São Paulo, quinta-feira, 03 de novembro de 2005

Texto Anterior | Próximo Texto | Índice

PASQUALE CIPRO NETO

"Não se governa com ideais"

"Faz escuro, mas eu canto", escreveu o grande poeta amazonense Thiago de Mello. E faz escuro mesmo, caro leitor. Podridões político-ideológicas à parte, o escuro se faz presente também (e não só) na leitura, na compreensão do mundo etc.
É triste constatar que mesmo entre os profissionais do texto é patente a incapacidade de entender o que está escrito. A ironia, por exemplo, nem sempre é captada por quem deveria ser mestre no assunto. Certa vez, uma douta professora universitária se pôs a dizer o diabo de Caetano Veloso. O motivo da cólera? Estes versos, de "Língua": "Se você tem uma idéia incrível, é melhor fazer uma canção / Está provado que só é possível filosofar em alemão". Para a mestra, é possível filosofar em português e em outras línguas. Ora pipocas! E quem foi que disse que Caetano disse o contrário?
Relatei o fato a Caetano, que, rindo, disse: "Mas ela não entendeu nada! Não entendeu a ironia?". Não entendeu mesmo. No mínimo por levar tudo ao pé da letra ou por não saber que, na base da ironia de Caetano, está um velho conceito, que divide tudo em diversos pares (natureza e cultura, letramento e analfabetismo, centro e periferia, racionalidade e irracionalidade etc.). A quem se interessa pelo tema sugiro o texto (disponível na internet) "É Possível Filosofar em Português", de Maria A. Brum Lemos.
Quem leva ao pé da letra, descontextualiza e/ou não tem conhecimento dos textos com os quais "dialoga" o texto lido no momento corre o sério risco de não entender nada ou -o que é muito pior- entender exatamente o contrário do que quis dizer quem escreveu. Não é por acaso que a intertextualidade é palavra-chave nas provas de português dos mais importantes vestibulares e concursos públicos. O entendimento de um texto vai muito, muito além do mero domínio das normas gramaticais ou do significado das palavras.
Nesta semana, José Saramago concedeu bela entrevista ao competente repórter Edney Silvestre, da TV Globo. Disse o autor de "Ensaio Sobre a Cegueira": "Não se ganham batalhas de hoje com as armas de ontem. Não se governa, não se atua na sociedade com ideais. Tampouco se atua sem ideais, mas o ideal não é um instrumento de trabalho. É preciso encontrá-lo. Precisamos de idéias. Esse é o grande problema".
Suponha descontextualizada a frase "Não se atua na sociedade, não se governa com ideais". O mínimo que um apressadinho poderia fazer seria afirmar que Saramago propõe o fim dos ideais, das ideologias. Talvez temeroso do que se pudesse (mal) entender de suas palavras, o mestre português apressou-se em explicar o papel da expressão "com ideais" ("mas o ideal não é um instrumento").
Isso dá valor ímpar ao par "com ideais/sem ideais": em "com ideais", a preposição "com" introduz o instrumento; em "sem ideais", a preposição "sem" introduz a condição ("Não se atua na sociedade sem ideais" = "Não se atua na sociedade se não houver/ sem que haja ideais"). Como se vê, a relação que existe entre "com ideais" e "sem ideais" vai muito além da mera antonímia.
Nos dias de hoje, em que as pessoas fecham o dicionário mal o abrem, abrem mil telas (e não vêem nenhuma), parece utópico exigir contextualização etc. Faz escuro, mas eu canto. É isso.

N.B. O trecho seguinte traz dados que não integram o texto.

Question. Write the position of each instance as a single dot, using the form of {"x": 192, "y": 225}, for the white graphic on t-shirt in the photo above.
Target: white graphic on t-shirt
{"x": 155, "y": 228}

Pasquale Cipro Neto escreve nesta coluna às quintas-feiras.
E-mail - inculta@uol.com.br


Texto Anterior: Estudantes dizem que doações são essenciais
Próximo Texto: Trânsito: Palmeiras x Flamengo muda trânsito no Parque Antarctica
Índice


Copyright Empresa Folha da Manhã S/A. Todos os direitos reservados. É proibida a reprodução do conteúdo desta página em qualquer meio de comunicação, eletrônico ou impresso, sem autorização escrita da Folhapress.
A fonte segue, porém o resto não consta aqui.